Sorry but These talking points are not my idea of communicating unconditional love. It sounds judgmental and would probably result in loss of trust and shutting you out (if your kid is like mine).

And How do you know that feeling accepted as bi or Pan or non binary or whatever will not lead to happiness down the road?

I believe that teens who feel connected to their parents are much less likely to engage in risky behaviors that lead to great unhappiness. Also, the pressures of real life (getting into a decent college/ work politics etc) will probably temper much of the way they obsess over gender labels.

You do have a point about the self absorption and selfishness being potentially harmful. We talk about the need to be mindful
Of the needs of others quite regularly.

God help us all to get the balance right and appreciate the precious lives entrusted to us.



I assume people know this, but this isn’t just a belief. There is tons of evidence that this is the case, for all kids.

For LGBTQ kids, the consequences of non-acceptance or the kind of fake acceptance the PP is talking about are pretty dire. There is a much higher risk of anxiety, depression, poor school performance, STDs, and suicide.

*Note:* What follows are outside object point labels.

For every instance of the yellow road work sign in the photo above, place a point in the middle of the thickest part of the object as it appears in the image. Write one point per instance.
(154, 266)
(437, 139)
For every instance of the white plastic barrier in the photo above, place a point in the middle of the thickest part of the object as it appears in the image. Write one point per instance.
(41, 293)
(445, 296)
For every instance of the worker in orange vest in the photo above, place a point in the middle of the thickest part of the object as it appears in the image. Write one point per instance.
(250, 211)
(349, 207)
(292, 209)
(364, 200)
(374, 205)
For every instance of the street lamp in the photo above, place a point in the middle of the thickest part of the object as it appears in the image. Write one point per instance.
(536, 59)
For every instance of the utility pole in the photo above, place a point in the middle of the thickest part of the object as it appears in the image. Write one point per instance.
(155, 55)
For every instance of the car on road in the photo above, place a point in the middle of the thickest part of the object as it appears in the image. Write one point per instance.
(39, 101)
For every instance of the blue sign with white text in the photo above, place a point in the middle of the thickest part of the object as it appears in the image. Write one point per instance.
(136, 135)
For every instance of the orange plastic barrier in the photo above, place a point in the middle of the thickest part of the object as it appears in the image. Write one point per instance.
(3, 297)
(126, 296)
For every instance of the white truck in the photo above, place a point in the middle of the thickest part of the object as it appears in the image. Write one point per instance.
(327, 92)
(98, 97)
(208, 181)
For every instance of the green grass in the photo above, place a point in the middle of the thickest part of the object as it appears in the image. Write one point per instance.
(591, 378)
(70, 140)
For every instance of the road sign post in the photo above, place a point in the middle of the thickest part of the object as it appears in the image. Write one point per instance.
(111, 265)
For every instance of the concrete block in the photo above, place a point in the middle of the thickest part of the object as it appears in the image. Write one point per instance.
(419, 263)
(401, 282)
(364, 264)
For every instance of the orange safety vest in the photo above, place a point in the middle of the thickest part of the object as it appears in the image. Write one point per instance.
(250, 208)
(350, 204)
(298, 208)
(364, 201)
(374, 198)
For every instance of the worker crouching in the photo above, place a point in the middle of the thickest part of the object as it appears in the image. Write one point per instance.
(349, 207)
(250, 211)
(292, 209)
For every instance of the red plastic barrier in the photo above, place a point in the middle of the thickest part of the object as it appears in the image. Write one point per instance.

Completely agree with your main point. Minor quibble - even justified scientific beliefs are still beliefs. Whether they are justifiable beliefs depends on credible evidence and being accepted by some kind of reputable consensus process. Verified true belief = descriptive knowledge. How we know what we know (epistemology) is far from black and white —/ but i agree with you that the belief that parental acceptance and good communication with all youth, especially LGBTQ youth, is central to avoiding stepping on many common teenage psycho-social landmines.